Body and sex can be a means to know and have good will for a person. As mysterious as sex is, that can and must be a man’s intention. It’s what has made me proud of the physical closeness my wife and I passionately have today.

4. Corey Langland and the Practicality of True Ideals

     Cory Langland is a man who loves education. Even so, he began a recent Aesthetic Realism consultation by expressing a good deal of concern that when his wife questioned him, he got angry. They have been working together at a social agency whose purpose is to benefit young people in Northern New Jersey. But when Mrs. Langland didn’t agree with him, his response made him ashamed.

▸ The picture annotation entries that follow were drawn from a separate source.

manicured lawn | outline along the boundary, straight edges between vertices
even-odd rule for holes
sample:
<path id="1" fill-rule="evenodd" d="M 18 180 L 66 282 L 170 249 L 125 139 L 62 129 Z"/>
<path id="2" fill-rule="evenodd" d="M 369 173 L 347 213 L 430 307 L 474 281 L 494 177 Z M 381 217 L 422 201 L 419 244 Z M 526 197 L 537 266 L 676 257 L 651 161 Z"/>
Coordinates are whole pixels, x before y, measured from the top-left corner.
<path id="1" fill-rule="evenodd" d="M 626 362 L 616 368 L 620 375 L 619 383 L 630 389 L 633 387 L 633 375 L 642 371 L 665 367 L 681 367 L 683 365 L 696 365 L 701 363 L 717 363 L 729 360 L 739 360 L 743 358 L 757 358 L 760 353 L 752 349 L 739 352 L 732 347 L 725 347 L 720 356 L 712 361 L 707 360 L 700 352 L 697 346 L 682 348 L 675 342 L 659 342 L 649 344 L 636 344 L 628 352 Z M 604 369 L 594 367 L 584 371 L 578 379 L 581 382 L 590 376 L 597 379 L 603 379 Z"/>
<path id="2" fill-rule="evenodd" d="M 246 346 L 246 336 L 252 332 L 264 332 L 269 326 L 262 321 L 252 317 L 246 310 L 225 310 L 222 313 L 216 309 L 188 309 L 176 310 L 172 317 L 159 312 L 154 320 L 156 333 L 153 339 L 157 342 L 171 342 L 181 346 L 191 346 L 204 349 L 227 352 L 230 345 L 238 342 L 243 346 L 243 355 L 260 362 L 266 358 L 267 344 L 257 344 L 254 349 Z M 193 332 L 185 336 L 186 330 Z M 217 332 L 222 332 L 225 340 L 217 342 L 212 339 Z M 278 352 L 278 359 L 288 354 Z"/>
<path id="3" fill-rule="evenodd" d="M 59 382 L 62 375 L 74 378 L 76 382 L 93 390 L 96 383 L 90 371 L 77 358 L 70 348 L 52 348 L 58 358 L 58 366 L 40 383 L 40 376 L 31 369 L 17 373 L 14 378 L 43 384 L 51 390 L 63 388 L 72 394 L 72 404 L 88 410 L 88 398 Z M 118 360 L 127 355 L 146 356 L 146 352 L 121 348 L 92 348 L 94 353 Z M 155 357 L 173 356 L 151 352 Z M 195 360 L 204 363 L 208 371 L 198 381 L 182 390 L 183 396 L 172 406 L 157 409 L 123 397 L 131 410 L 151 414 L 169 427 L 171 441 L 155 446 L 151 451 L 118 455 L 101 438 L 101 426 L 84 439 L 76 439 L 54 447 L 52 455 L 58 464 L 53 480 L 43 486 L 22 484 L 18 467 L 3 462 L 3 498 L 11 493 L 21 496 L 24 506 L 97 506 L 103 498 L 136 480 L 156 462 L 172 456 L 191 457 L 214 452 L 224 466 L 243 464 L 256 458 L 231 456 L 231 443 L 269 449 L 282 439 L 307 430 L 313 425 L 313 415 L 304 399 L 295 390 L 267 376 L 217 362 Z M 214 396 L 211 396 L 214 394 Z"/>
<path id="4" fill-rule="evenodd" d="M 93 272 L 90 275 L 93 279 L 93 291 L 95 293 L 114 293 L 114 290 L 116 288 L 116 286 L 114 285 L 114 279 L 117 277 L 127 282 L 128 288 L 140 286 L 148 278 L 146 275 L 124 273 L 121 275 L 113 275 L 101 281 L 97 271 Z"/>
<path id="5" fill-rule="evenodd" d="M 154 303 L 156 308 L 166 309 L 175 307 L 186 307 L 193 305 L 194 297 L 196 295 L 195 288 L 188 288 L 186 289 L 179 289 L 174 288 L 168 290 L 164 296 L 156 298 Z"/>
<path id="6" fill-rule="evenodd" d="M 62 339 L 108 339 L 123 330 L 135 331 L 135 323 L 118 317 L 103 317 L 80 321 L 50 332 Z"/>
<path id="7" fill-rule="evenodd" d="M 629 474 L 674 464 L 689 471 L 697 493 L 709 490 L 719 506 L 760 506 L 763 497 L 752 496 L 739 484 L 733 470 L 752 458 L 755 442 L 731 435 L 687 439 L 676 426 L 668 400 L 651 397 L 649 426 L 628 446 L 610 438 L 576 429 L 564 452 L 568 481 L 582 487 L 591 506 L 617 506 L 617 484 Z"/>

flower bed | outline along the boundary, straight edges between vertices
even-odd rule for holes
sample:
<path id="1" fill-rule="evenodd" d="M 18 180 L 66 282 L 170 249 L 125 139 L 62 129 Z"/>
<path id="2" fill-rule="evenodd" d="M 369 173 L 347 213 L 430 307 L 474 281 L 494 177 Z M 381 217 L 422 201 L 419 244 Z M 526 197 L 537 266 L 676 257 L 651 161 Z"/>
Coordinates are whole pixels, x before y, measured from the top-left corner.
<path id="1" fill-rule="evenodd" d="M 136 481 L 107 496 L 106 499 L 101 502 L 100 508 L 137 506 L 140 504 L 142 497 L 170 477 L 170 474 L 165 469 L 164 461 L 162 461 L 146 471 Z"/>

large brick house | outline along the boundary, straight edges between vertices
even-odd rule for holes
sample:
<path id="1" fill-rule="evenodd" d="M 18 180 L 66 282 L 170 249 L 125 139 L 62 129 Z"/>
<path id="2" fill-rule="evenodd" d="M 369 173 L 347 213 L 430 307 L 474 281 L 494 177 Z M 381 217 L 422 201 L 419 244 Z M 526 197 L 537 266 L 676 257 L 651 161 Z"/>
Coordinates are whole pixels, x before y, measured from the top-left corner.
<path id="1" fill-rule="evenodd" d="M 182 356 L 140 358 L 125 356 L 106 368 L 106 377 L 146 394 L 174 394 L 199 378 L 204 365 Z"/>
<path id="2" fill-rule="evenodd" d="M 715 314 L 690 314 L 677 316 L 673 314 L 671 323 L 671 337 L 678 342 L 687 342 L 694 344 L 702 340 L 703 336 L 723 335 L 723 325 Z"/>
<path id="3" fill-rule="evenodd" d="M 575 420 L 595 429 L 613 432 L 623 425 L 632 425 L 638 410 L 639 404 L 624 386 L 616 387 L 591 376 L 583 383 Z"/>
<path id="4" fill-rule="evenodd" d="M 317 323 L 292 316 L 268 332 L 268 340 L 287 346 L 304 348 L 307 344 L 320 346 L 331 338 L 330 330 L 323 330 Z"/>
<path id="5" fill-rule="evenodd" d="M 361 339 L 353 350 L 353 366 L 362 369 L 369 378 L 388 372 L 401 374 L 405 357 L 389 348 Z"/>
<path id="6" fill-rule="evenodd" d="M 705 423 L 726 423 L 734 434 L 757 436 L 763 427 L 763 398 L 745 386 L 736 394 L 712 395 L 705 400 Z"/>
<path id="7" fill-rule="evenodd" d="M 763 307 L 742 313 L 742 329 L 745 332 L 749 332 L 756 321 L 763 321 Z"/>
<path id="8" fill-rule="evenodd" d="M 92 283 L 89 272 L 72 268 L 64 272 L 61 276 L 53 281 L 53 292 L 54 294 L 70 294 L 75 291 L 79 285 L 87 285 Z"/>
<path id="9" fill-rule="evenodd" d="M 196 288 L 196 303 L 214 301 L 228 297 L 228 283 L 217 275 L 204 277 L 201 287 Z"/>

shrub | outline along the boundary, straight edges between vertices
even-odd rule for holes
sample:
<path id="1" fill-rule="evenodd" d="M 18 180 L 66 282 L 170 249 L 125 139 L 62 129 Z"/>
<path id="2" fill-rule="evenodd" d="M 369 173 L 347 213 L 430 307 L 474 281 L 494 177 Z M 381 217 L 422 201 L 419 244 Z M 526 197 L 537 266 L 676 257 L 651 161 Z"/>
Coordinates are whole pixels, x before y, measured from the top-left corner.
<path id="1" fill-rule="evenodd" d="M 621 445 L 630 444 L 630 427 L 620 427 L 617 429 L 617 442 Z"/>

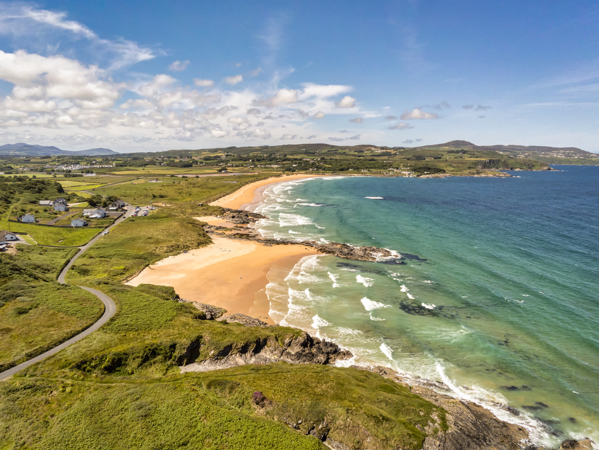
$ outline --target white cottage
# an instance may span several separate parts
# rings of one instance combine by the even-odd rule
[[[21,221],[25,223],[35,223],[35,216],[33,214],[25,214],[21,217]]]
[[[92,208],[83,210],[83,215],[90,219],[102,218],[106,217],[106,210],[103,208]]]
[[[19,241],[19,238],[14,233],[11,233],[10,231],[6,230],[0,231],[0,242],[10,241]]]

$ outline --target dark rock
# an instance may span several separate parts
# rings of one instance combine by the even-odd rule
[[[232,316],[237,316],[243,321],[240,323],[255,323],[249,319],[253,318],[243,314],[232,314],[223,318],[231,321]],[[243,316],[239,318],[239,316]],[[246,326],[278,326],[253,319],[264,325]],[[245,324],[245,323],[244,323]],[[334,364],[337,360],[347,360],[353,355],[347,350],[325,339],[311,336],[305,332],[299,336],[289,334],[282,343],[273,336],[258,338],[253,341],[236,343],[221,350],[218,354],[213,354],[207,360],[197,363],[189,361],[181,367],[181,371],[205,372],[218,369],[226,369],[246,364],[268,364],[283,361],[292,364]]]
[[[268,218],[265,215],[258,214],[256,212],[248,212],[247,211],[240,211],[239,209],[231,209],[228,208],[223,208],[225,214],[222,217],[228,222],[235,224],[252,223],[260,219]]]
[[[594,441],[586,437],[583,440],[566,439],[559,446],[559,450],[591,450]]]
[[[277,325],[269,325],[266,322],[262,322],[259,319],[256,319],[255,317],[250,317],[249,315],[246,315],[245,314],[241,314],[239,312],[237,312],[235,314],[228,314],[222,317],[219,318],[219,320],[225,320],[228,323],[240,323],[246,327],[271,327],[279,326]]]
[[[217,319],[219,317],[226,312],[226,309],[225,308],[219,308],[218,306],[213,306],[211,305],[199,303],[197,302],[191,302],[189,300],[185,300],[184,299],[180,299],[178,301],[180,303],[191,303],[196,309],[202,311],[202,312],[205,314],[205,317],[204,318],[208,319],[208,320]]]
[[[509,411],[512,414],[513,414],[515,416],[519,416],[519,415],[520,415],[520,411],[519,411],[518,409],[516,409],[516,408],[515,408],[513,406],[506,406],[506,411]]]
[[[523,405],[522,408],[528,411],[540,411],[543,409],[540,406],[532,405]]]

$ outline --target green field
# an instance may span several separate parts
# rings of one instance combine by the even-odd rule
[[[14,222],[9,225],[5,217],[0,219],[0,230],[9,228],[13,232],[29,235],[37,244],[65,247],[84,245],[101,231],[97,228],[63,228]]]
[[[55,280],[77,249],[17,244],[0,254],[0,371],[69,339],[99,318],[104,305]]]

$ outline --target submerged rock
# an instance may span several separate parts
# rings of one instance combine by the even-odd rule
[[[591,450],[594,443],[588,437],[582,440],[566,439],[559,446],[559,450]]]

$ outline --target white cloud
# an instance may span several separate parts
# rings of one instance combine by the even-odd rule
[[[304,83],[302,83],[302,86],[304,87],[304,91],[301,95],[302,99],[307,99],[312,97],[328,98],[329,97],[333,97],[335,95],[343,94],[352,90],[351,86],[341,84],[324,85]]]
[[[67,41],[74,37],[83,38],[87,39],[87,48],[83,51],[98,58],[108,58],[110,69],[120,69],[156,56],[154,50],[131,41],[101,38],[85,25],[67,20],[65,13],[38,9],[24,2],[0,4],[0,35],[11,36],[16,39],[13,44],[21,48],[24,47],[22,42],[35,43],[37,39],[38,48],[43,46],[55,52],[59,44],[63,42],[60,37],[67,37]],[[53,37],[57,38],[55,45],[50,43]]]
[[[285,134],[279,138],[279,141],[292,141],[298,137],[297,135]]]
[[[266,100],[255,100],[253,104],[258,106],[274,108],[282,104],[289,104],[298,101],[299,91],[295,89],[279,89],[277,93]]]
[[[410,120],[410,119],[428,119],[428,118],[438,118],[438,114],[433,114],[432,113],[427,113],[425,111],[422,111],[420,108],[415,108],[412,111],[406,111],[403,114],[400,118],[402,120]]]
[[[224,138],[226,136],[226,132],[219,129],[210,130],[210,136],[212,138]]]
[[[211,80],[202,80],[201,78],[193,78],[193,84],[196,86],[202,87],[208,87],[214,84]]]
[[[337,108],[353,108],[356,105],[356,99],[346,95],[335,104]]]
[[[400,122],[397,125],[392,125],[388,128],[389,130],[409,130],[413,127],[413,126],[406,123],[406,122]]]
[[[186,59],[184,61],[173,61],[168,66],[169,70],[175,72],[183,72],[187,69],[189,65],[189,60]]]
[[[241,75],[235,75],[232,77],[227,77],[225,78],[225,83],[228,84],[231,84],[232,86],[234,86],[238,83],[241,83],[243,81],[243,77]]]

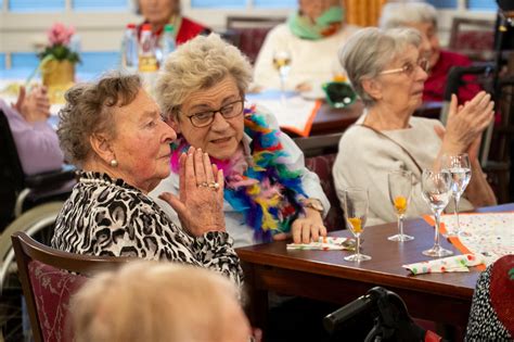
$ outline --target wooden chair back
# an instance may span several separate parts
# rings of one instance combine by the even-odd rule
[[[119,267],[126,257],[66,253],[41,244],[23,231],[12,235],[18,276],[27,303],[34,340],[70,341],[69,300],[89,276]]]

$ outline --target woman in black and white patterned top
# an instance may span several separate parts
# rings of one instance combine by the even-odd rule
[[[67,160],[82,172],[57,217],[52,245],[192,264],[241,284],[240,261],[224,228],[223,175],[206,153],[183,153],[180,194],[162,194],[183,229],[146,195],[170,172],[176,134],[139,76],[116,73],[79,84],[66,101],[57,135]]]

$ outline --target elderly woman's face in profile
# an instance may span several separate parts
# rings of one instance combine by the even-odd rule
[[[176,12],[180,0],[138,0],[139,9],[145,20],[152,25],[166,24]]]
[[[426,78],[426,72],[420,66],[419,48],[408,46],[375,78],[376,93],[370,94],[395,112],[414,111],[423,101]]]
[[[340,0],[299,0],[299,9],[304,15],[316,21],[324,11],[331,7],[339,5]]]
[[[226,76],[214,87],[191,93],[171,125],[194,148],[215,159],[229,160],[243,139],[243,100],[234,78]],[[213,122],[204,126],[202,123],[208,123],[214,111]]]
[[[142,89],[131,103],[113,112],[116,137],[111,145],[118,161],[116,170],[128,183],[150,191],[169,175],[169,143],[177,135]]]

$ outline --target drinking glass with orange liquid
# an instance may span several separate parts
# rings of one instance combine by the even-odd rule
[[[365,218],[368,217],[368,190],[362,188],[347,188],[343,191],[343,206],[345,219],[351,233],[357,239],[356,253],[345,257],[348,262],[363,262],[371,256],[360,253],[360,236],[364,231]]]
[[[387,174],[389,199],[398,217],[398,233],[388,237],[390,241],[411,241],[414,237],[403,233],[403,216],[411,199],[412,173],[409,170],[394,170]]]
[[[273,66],[279,72],[282,104],[285,104],[285,81],[291,69],[291,52],[286,49],[273,51]]]

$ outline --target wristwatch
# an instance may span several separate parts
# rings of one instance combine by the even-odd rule
[[[301,204],[304,207],[310,207],[311,210],[323,213],[323,204],[321,204],[321,201],[318,199],[305,199],[301,201]]]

     We asked if he had some ideal in mind that he went to as justification for his anger and he said: “Yes. My father. My mother couldn’t disagree with him——don’t even think about it. Once when she tried he turned over the table. I know that I think, ‘If my father doesn’t permit it, why should I?’”

Consultants: Did you admire this?

Cory Langland: No. I resented it. But I guess with part of me I did admire it.

He, his wife Tracey, and his son were just arriving at the home of Jerry, a business acquaintance who just that week had somewhat inefficiently misplaced file folders. While the family was still together in the car, Corey Langland told them, “Bill’s got a screw loose,” and twirled his finger near his head.

His wife was critical of him, saying this was disrespectful. And he objected, brushing off what she said with words that insulted her. He told us:

Cory Langland. When I come out with things like that, I say some things that are very unkind. I try to punch holes in her questioning.

Consultants: Were you being honest?

Cory Langland: I really felt instinctively “She’s right.” But I couldn’t say it. I told her, “Right, you’re always right and I’m always wrong.” She was hurt, and I was getting deeper and deeper into it.

Consultants: Did you feel your wife was trying to be superior?

Cory Langland. Yes, that’s just what I felt. I also felt she was blowing things up that didn’t matter.

Consuntants. Was she really trying to be superior?

Cory Langland. (Thoughtfully) Well no, I don’t think so. Just last week, at our son’s junior high graduation, some other fathers were hooting and yelling when their children’s names were called to receive diplomas, and Tracey said to me: “You’re not going to do that, are you?” I felt like my expression was being cut off, and I said, “Are you doing too much managing?” “Yes,” she said, ‘You’re right. Thank you.” Why couldn’t I have just said Yes, Tracey, I’m glad you asked me that question, thank you.” Instead I got so angry.

Consultants. Do you have a limit on how deeply affected you want to be by your wife? If you let her be right, you’ll lose too much control?

Cory Langland. Well yes, that’s what I think.

Consultants. Well it’s a mistake. In a class discussion, Eli Siegel described how men want to think less of women because—and he put it humorously——a woman can’t lift a truck. Men have felt, because a woman may be smaller, has a higher voice, and doesn’t have his big muscles, therefore her opinions are inferior! Perfectly logical, don't you think?

Mr. Langland blushed but said he’d done that, and it looked ridiculous. There’s a true idealism which takes the form of good will for another person that Mr. and Mrs. Langland are learning to have for one another. This is the same as practicality for oneself. Because it is, Cory Langland’s large, sweet feeling for his wife is growing, as the interferences to it are better and better understood.

It is a fact, brand new in history, that through the study of Aesthetic Realism, men are able like themselves as never before as they go after their ideals with the utmost practicality.